Before he could continue, she cut him off, her voice louder than he had ever heard. "It's not our last, Shepard." Her eyes blinked rapidly, a fierce determination burning within them. "I'm not done with us. We have more to face, more to explore, and more to feel." She took in another heavy breath, her hands gripping his shoulders with an intensity that rivaled their last night. "I'm not leaving you this time."

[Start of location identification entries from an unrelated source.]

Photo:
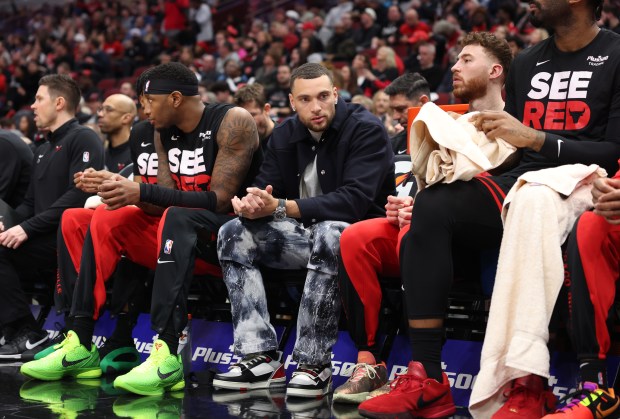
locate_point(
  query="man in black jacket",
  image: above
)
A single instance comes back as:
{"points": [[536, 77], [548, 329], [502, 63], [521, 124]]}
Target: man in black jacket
{"points": [[328, 167], [31, 245]]}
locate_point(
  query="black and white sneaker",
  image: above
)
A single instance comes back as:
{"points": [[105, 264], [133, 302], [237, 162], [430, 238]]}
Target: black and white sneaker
{"points": [[310, 381], [24, 340], [254, 371]]}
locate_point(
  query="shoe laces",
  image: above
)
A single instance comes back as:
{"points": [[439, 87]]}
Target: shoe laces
{"points": [[311, 370], [518, 396], [403, 382], [574, 398], [363, 370]]}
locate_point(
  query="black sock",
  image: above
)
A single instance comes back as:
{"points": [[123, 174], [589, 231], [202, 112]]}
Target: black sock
{"points": [[84, 327], [594, 371], [122, 331], [426, 348], [68, 322], [170, 337]]}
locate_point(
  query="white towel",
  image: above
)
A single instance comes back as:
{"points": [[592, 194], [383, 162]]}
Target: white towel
{"points": [[543, 208], [446, 150]]}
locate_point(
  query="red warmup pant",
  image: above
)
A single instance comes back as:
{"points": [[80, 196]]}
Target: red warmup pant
{"points": [[127, 231], [598, 243], [369, 249]]}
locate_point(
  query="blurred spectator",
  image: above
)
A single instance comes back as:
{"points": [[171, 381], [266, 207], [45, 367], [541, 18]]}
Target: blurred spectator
{"points": [[610, 17], [278, 96], [426, 65], [200, 16], [222, 92], [413, 31], [367, 31]]}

She glanced toward the bed where they had lost themselves in. Shepard felt her sincerity, a side of her that had been missing before in this very same spot. As if on cue, she began to cry, the weight of the galaxy crumbling on her shoulders. There was no single tear that marked the flood; instead, she suddenly broke down, her tears streaming across her freckled face as she wept openly in front of him. Shepard watched her, his heart aching as she broke down so suddenly. He moved closer, his arms reaching out to cradle the trembling asari. As her sobs wracked her body, her breaths came in ragged gasps. He pulled her into his chest, holding her close, as if to tell her she didn't have to face everything alone or find answers immediately. "You're not alone, Liara," he said softly, his breath brushing gently across her head. "I promise that to you."

Her cries softened, her breath mingling with his as she clung to him. After a moment, she leaned away slightly, then placed her forehead against his. She dared not look at him, not at a time like this, until she lifted her chin and planted a gentle kiss on his cheek. "Taking notes from me, Liara?" Shepard teased, recalling how just a few weeks before, he had been in her position. She laughed through her tears, a small smile breaking through as she wiped them away, comforted by his endearment.

"Shepard," she said softly, her tears now under control. "Let me stay with you tonight. Let us find some sense of peace, even if just for a few hours."

Shepard saw her as she was: always Liara—dedicated colleague, worker, loyal to archaeology and all things Prothean. A grieving daughter, a friend he had come to rely on. He knew this about her, but it didn't stop him from convincing himself that she was more than that. She was a survivor, his friend, his lover, and her bondmate to-be.

He looked at her, really looked at her, seeing her surrender to the moment in a way she had never done before. "Promise me you'll stay," he said, his voice heavy. "Don't leave before morning. I don't want to wake up alone this time."

"Embrace eternity, Shepard," she said, guiding his hands to her lower back. He longed to erase the time from his omnitool, wishing to lie with her indefinitely until, eventually, Saren tore him away from the one who understood him the most. His skin tingled with the desire to show her how deeply he wanted to explore, drifting into memories no one else knew. Liara sought to take him to the space where their souls felt most at home, in the abyss that surrounded them, with the mysteries of the Protheans left behind. But this time, there was no rush, no urgency. No dominance or submission.

Only the quiet assurance of her eyes turning black, a promise that neither would face their burdens alone.